La tutela dei diritti umani è certamente uno dei campi nei quali l’ONU ha giocato un ruolo fondamentale per il monitoraggio e la denuncia delle violazioni. Mancano ancora però meccanismi di vera prevenzione e d’intervento attivo per poter promuovere i diritti di tutti i cittadini del mondo. Nella promozione della pace è impossibile non registrare che – nonostante i plurimi fattori di tale circostanza – l’ipotesi di una terza guerra mondiale è stata sventata anche grazie al ruolo di mediazione e dissipazione costituito dal Palazzo di vetro. Oggi la guerra ha cambiato volto e si gioca a pezzi e in campi non demarcati (la finanza, i grandi investimenti nei continenti più poveri…) e necessita di uno sforzo ancora più ampio d’intervento internazionale.
Come ha ricordato Francesco nel discorso tenuto all’Assemblea Generale il 25 settembre scorso, vi sono anche luci in questo cammino: «la codificazione e lo sviluppo del diritto internazionale, la costruzione della normativa internazionale dei diritti umani, il perfezionamento del diritto umanitario, la soluzione di molti conflitti e operazioni di pace e di riconciliazione, e tante altre acquisizioni in tutti i settori della proiezione internazionale delle attività umane. Tutte queste realizzazioni sono luci che contrastano l’oscurità del disordine causato dalle ambizioni incontrollate e dagli egoismi collettivi».
Le luci e le ombre di questo percorso devono rinnovare l’impegno a investire nei grandi obiettivi incompiuti delle Nazioni Unite: sovranità del diritto, promozione della pace e dei diritti umani.
Un’ultima annotazione merita il progetto, forse utopico, dell’ONU come grande organizzazione politica. Sono sempre esistite due grandi correnti di pensiero: il pacifismo giuridico (Kant, Kelsen, Rawls) e quello politico (Sturzo, Maritain, Giovanni XXIII). Il pacifismo giuridico che dà prevalenza alla sovranità del diritto, ma non tocca l’indirizzo politico dei processi fa emergere il grande paradosso al quale assistiamo oggi: la sempre più rilevante urgenza di un bene comune globale da promuovere e la totale assenza di istituzioni internazionali deputate a farlo.

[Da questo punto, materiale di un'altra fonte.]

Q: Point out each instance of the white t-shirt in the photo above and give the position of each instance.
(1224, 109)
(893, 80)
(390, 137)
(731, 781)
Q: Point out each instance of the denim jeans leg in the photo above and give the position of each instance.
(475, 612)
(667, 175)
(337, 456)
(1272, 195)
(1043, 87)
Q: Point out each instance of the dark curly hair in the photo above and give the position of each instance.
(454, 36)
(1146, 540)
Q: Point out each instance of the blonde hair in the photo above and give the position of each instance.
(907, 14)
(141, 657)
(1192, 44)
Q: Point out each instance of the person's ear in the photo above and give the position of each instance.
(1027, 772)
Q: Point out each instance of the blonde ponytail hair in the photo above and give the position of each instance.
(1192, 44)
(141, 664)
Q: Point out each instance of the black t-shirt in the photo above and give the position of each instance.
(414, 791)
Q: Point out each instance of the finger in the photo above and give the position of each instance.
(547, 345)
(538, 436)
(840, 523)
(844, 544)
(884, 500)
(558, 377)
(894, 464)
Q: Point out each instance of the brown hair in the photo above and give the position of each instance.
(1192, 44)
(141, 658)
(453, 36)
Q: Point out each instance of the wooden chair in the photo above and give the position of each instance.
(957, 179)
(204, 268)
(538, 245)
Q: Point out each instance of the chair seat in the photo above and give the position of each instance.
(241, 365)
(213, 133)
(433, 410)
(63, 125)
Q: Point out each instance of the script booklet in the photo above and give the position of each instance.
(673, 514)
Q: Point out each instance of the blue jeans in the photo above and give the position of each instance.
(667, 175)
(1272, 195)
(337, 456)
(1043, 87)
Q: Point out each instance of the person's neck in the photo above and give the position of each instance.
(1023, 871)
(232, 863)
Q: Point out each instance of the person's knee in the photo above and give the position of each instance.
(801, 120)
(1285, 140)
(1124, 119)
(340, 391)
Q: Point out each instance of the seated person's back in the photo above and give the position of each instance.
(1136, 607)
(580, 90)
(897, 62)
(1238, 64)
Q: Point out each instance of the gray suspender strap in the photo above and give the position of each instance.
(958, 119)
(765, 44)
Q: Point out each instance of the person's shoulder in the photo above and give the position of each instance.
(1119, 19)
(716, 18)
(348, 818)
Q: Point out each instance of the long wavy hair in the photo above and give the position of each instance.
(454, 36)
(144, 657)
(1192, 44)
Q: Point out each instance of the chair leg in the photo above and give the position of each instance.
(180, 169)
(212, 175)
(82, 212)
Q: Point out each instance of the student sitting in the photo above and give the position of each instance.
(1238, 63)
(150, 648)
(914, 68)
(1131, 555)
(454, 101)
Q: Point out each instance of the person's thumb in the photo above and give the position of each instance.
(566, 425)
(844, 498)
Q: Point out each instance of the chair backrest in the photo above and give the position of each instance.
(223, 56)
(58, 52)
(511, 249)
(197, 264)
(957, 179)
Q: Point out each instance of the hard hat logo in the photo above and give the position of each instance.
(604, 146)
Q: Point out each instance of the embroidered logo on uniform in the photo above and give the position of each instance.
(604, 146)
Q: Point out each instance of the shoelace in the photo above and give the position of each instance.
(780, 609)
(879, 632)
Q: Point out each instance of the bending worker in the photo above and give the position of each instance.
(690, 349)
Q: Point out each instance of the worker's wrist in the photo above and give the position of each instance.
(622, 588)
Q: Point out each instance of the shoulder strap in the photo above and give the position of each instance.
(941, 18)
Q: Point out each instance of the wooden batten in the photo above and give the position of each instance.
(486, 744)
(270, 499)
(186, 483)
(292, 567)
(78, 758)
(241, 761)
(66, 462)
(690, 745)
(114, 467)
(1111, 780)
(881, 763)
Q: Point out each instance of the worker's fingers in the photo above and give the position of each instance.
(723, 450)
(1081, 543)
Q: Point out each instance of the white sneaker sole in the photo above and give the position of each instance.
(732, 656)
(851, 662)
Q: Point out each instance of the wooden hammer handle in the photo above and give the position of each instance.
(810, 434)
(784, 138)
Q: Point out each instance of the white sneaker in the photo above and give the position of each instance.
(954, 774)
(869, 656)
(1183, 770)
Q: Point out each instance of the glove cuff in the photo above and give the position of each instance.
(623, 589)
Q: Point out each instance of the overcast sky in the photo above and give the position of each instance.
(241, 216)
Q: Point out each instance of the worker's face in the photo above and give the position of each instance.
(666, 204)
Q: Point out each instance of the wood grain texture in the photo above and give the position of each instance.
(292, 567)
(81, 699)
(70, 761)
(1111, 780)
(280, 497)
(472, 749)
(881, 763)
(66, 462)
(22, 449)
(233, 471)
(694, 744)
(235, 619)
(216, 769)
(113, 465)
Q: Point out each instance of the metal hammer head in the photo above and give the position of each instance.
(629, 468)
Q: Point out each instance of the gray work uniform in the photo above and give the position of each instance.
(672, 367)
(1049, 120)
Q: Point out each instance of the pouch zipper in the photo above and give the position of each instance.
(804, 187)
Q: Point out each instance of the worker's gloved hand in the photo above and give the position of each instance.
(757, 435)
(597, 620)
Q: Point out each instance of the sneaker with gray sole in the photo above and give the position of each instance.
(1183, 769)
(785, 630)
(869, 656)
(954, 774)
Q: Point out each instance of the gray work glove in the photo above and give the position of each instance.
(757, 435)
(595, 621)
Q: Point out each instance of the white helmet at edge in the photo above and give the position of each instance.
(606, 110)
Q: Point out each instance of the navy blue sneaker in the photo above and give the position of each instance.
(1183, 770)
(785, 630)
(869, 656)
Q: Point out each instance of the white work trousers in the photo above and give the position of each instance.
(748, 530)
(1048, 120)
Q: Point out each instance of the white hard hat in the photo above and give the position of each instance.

Pensare e favorire piccoli passi concreti su questa strada potrebbe essere la via per dare anima e un ethos condiviso a un’istituzione che è al vertice della convivenza umana. E’ nel campo di questa utopia concreta che tutti auspichiamo che l’esortazione di Paolo VI dinnanzi all’Assemblea dell’ONU (5 ottobre 1965) diventi affermazione dell’ordine mondiale: «Mai più la guerra».